A good goal to aim for is about 30 grams at breakfast, lunch, and dinner, says Goodson. If you want to be extremely precise based on what you need for your training, a February 2018 study in the Journal of the International Society of Sports Nutrition concludes that those who are doing resistance training should aim for 0.4 to 0.55 grams of protein per kilogram of body weight over the course of four meals. That 140-pound person would therefore be eating 25 to 35 grams of protein per meal.

What's more, an April 2015 review published in The American Journal of Clinical Nutrition found that eating 1.2 and 1.6 grams of protein per kilogram of body weight — with each meal containing 25 to 30 grams of protein — can lower your appetite and help manage body weight.

The next step: Making those proteins count. Goodson recommends leaner proteins since animal proteins can have a lot of saturated fat. "While some research supports that saturated fat may not be as bad for you as once thought, the American Heart Association still recommends limiting it to no more than five to six percent of your total daily calories," says Goodson.
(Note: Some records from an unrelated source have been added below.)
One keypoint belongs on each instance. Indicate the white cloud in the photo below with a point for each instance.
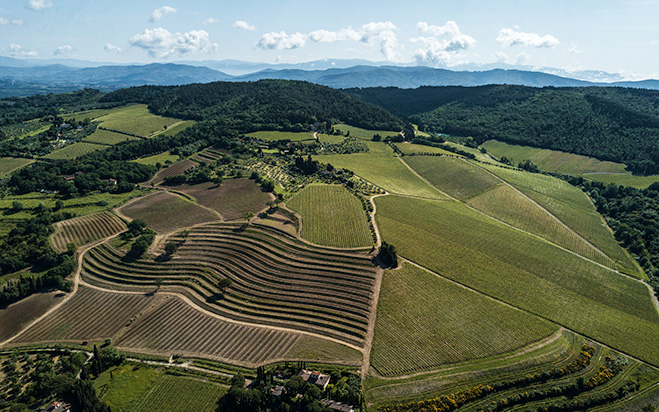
(281, 41)
(242, 24)
(6, 22)
(161, 43)
(510, 37)
(442, 44)
(17, 50)
(161, 12)
(39, 4)
(63, 50)
(112, 48)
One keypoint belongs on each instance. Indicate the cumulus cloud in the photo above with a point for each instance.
(112, 48)
(39, 4)
(63, 50)
(510, 37)
(242, 24)
(161, 43)
(441, 43)
(161, 12)
(281, 41)
(17, 50)
(6, 22)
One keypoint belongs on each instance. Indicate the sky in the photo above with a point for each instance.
(613, 36)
Go for proteins like chicken breast, lean cuts of beef and pork, fish, eggs or low-fat dairy. When it comes to protein powders, whey, soy, pea, chia and egg white are all good options depending on your preferences and dietary restrictions, Moskovitz says.

And finally, a certain food isn't inherently better just because it has added protein. "Just because a food is labeled 'high-protein,' that doesn't mean it doesn't have sugar, saturated fat or salt," Moskovitz says. Protein or not, always read labels so you know exactly what you're getting!